Not everyone’s comfortable dressing up, of course, but it’s definitely always cool to see those who are. Plus, there’s are many other attractions. Small Rini Lady says, “I’ve brought many friend who just liked to people watch and enjoy the atmosphere. They love to look at the costumes, try the new things, practice their photography, watch the anime to see why it’s so popular. It’s like going to a museum in a foreign country for them, tons to learn and spark new interest from.”
Amplexicaule, going for the second time, says, “[M]y favorite things have been the exhibitor’s hall, and the Anime That Scarred Me For Life panel.” DoktorZetsubou will be happy to see other fans: “I really love the people there, everyone’s so friendly and I’ve met some really incredible fellow fans there.

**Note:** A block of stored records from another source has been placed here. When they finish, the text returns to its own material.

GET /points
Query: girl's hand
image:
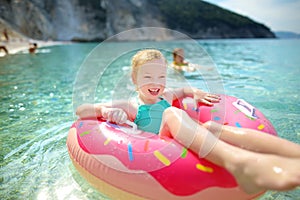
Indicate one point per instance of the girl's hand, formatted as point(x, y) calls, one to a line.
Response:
point(206, 98)
point(115, 115)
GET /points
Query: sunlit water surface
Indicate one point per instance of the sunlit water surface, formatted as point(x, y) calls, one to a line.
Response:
point(37, 109)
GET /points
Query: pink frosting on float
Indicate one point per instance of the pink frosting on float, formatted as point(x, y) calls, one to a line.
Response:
point(175, 168)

Otherwise, I’m a figure maniac, and so the shopping aspect is really exciting. The panels, too… I just love the whole convention, I guess. This year I’m most looking forward to shopping, being around other anime fanatics, and seeing DJ Sharpnel.”
Most people attending are from the area, but Sakura-Con’s a big enough draw that people travel here for it–besides Washington, con-goers come from all over the US and Canada, too.
Among the activities this year: “Being a Digital DJ” with DJ Shrapnel, Comic Production with Chloe Chan, Ancient Anime from Japanese History, Chado Urasenke Tankokai Seattle Association presenting the Way of Tea, Kabuki Academy, and What Not To Wear, Kimono Edition, are just a few of the panels; there are three dances including a formal ball; a charity auction to benefit the Make-a-Wish Foundation, Sakura-Con Cosplay Chess, in which convention attendees in cosplay serve as the pieces; art shows and exhibitors.
Pre-registration for Sakura-Con is closed, but don’t fret: you can still purchase a membership, full or pro-rated, at the door that allows you to attend.